200 years later, the Erie Canal opened this new world to expansion away from the sea, and gave birth to an inland nation stretching west as far as the plains and its great rivers.  40 years after that, the construction of the Transcontinental Railroad stretched that nation across 3000 miles from sea to sea. 

And 50 years later, America succeeded where France had failed, completing the Panama Canal that linked those two seas and made global shipping possible on an unprecedented scale.  40 years after that, a Republican president inaugurated the construction of the Interstate Highway System, enabling Americans to cross the country for both personal and commercial reasons with unprecedented speed and ease.

The American love affair with the automobile soon spread to other nations, who constructed their own super highway systems.  The same was true for international jet travel, dating from about 1960.

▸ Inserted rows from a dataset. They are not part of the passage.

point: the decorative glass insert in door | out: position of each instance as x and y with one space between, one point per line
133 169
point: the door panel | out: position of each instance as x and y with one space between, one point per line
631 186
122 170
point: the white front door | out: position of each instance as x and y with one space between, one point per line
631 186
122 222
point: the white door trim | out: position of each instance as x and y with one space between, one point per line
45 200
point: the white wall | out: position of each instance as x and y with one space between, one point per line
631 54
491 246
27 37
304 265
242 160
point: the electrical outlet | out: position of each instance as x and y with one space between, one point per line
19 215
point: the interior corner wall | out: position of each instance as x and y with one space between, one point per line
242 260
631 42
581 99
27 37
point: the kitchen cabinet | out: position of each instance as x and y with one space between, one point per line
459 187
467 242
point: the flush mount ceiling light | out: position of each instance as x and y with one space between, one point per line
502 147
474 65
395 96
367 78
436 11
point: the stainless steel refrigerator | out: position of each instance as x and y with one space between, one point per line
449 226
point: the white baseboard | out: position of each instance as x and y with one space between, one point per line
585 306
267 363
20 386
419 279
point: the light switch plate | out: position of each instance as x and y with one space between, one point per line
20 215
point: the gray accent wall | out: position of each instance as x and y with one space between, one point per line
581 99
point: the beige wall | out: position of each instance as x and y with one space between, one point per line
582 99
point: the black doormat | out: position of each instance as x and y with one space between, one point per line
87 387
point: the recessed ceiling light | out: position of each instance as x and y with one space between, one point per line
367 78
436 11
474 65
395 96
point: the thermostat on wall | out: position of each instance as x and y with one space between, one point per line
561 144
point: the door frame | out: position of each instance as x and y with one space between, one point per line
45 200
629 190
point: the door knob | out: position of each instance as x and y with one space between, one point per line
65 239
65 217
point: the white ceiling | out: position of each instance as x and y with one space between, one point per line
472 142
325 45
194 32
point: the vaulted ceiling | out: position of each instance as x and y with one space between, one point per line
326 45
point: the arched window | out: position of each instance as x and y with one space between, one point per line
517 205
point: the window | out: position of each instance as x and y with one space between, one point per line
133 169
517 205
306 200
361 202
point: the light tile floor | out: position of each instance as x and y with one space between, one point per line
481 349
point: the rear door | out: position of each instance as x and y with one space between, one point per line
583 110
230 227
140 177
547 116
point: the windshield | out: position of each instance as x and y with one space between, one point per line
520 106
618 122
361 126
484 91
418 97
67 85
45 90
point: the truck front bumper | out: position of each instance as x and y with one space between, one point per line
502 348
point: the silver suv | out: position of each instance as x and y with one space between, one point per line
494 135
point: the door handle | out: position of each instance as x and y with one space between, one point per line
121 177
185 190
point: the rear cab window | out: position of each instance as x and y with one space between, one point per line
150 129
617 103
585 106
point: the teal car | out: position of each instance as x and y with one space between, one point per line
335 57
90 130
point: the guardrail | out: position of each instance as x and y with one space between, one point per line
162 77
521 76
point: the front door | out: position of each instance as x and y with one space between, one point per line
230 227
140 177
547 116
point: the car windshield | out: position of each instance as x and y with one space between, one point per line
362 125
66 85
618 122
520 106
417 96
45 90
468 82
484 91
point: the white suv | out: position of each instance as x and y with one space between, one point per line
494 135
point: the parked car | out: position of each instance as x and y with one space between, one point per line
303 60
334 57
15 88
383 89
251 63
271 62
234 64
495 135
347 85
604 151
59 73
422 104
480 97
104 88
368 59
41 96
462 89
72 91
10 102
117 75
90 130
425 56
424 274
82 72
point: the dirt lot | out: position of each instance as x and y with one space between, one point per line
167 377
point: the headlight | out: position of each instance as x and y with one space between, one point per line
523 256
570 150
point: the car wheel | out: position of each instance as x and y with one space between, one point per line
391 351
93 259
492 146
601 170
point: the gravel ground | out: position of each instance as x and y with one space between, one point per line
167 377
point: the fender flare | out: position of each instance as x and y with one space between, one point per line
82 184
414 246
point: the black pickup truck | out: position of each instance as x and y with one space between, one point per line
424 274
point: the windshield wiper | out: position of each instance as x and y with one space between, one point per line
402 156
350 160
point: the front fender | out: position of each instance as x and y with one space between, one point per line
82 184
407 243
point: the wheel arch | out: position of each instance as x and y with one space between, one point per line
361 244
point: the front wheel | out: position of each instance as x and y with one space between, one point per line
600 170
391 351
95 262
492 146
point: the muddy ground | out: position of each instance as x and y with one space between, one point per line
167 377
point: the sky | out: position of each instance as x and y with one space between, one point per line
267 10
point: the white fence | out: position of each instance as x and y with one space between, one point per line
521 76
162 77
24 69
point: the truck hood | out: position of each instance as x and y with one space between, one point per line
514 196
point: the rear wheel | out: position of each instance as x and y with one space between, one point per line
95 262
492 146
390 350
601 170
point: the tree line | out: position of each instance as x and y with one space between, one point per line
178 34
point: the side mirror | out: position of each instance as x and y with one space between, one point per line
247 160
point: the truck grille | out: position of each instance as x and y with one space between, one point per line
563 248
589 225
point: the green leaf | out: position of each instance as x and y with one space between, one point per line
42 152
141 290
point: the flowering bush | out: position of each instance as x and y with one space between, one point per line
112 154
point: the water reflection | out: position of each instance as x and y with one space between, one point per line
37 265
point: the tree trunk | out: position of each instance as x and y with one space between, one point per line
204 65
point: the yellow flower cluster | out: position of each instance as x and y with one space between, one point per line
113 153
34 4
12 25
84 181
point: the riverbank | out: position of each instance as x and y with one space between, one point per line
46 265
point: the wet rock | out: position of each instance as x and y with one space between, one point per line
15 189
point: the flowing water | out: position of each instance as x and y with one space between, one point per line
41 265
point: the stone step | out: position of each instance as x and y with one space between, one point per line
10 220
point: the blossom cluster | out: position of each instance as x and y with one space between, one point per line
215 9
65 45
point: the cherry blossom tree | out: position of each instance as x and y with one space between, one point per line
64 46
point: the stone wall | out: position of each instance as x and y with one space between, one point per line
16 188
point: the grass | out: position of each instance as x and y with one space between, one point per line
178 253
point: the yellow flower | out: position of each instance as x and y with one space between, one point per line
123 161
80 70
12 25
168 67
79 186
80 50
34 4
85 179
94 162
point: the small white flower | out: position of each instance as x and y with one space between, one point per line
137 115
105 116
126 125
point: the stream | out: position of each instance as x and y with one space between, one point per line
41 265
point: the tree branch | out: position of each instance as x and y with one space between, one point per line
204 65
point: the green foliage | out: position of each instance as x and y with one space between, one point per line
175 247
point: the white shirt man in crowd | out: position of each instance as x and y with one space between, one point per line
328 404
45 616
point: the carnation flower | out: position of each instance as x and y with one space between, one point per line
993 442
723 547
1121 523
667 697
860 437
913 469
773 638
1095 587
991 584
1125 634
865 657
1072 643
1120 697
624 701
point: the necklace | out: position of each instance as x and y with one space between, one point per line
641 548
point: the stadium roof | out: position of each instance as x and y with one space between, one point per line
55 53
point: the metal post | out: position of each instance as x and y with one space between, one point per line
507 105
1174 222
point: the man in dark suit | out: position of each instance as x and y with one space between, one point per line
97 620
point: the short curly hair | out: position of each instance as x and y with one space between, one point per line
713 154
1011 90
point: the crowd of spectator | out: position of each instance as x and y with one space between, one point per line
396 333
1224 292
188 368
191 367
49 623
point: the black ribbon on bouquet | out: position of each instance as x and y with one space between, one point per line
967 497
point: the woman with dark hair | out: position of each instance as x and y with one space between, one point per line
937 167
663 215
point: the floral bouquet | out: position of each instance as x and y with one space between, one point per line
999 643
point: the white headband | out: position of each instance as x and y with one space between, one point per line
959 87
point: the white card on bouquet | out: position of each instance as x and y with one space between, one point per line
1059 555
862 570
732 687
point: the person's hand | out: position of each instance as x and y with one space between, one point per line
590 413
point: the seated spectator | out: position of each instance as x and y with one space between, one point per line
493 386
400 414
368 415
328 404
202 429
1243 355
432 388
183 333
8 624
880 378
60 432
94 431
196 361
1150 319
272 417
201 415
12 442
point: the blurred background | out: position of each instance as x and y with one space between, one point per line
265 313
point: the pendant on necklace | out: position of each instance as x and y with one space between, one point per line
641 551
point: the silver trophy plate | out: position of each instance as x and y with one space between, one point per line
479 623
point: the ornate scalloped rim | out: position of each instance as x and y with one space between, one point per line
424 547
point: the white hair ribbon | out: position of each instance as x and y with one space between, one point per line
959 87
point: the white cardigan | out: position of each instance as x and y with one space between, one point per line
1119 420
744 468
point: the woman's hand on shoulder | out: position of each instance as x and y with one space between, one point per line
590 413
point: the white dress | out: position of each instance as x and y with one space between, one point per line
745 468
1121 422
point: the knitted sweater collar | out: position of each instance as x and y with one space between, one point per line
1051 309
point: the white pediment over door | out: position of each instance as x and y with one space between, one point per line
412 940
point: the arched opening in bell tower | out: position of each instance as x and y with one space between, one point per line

But at that point, American leadership in transportation ended.  As oil prices and pollution and congested roads marked the beginning of the end of automobiles’ dominance, nations in both Europe and Asia began to develop new technologies and build new infrastructure.  They constructed thousands of miles of brand new rail lines to accommodate futuristic trains that could cruise above 200 miles per hour.  The rail systems they built enabled travelers to reach distant destinations in half the time of driving, while using less energy.  Once again, train travel became the first option for hundreds of millions of travelers in France, Germany, Spain, Belgium, the Netherlands, England, Japan, China, Taiwan, etc.

But not in the United States.  We still rely on a system of rails constructed as much as 100 years ago, running trains at laughably low speeds compared to either their past performance (when the rail lines were new) or to the speeds typical among our Allies. 

The failure to keep up with our Allies leaves Americans chronically dependent on automobile travel even for the most impractical of trips.  Currently it is impossible to get from Boston to New York in less than 4 hours of actual travel time—no matter if by car, bus, train or plane.  If we had the high speed rail our allies already possess, the trip would take 2 hours or even less.  The same problem applies to trips between all major American cities. Boston to DC is the same distance as Paris to Marseille; both trips take 7 ½ hours by car. In France the trip by train is 3 hours. We can’t we?

Moreover, our outmoded dependence on cars for intra-city and inter-city travel prevents us from reducing our carbon emissions and leaves us stuck in place as the worlds #1 contributor to climate change, which Pope Francis declares to be the world’s #1 challenge. Our economy, our health, our daily lives, our leisure, and even our connection to each other are all damaged by our failure to retain our leadership in transportation.

When I visit other countries and travel their rails, I am amazed at the vision and idealism they displayed by investing in such technological marvels in order to make them practical everyday realities.  They made their vision real. I feel ashamed that my country is no longer capable of such vision or such idealism.  So when I return home and find myself riding the antiquated systems we still cling to, I cannot help but wish that we could learn from and imitate our allies and once again learn how to make visions real.  And I cannot help but wonder “Why can’t we?”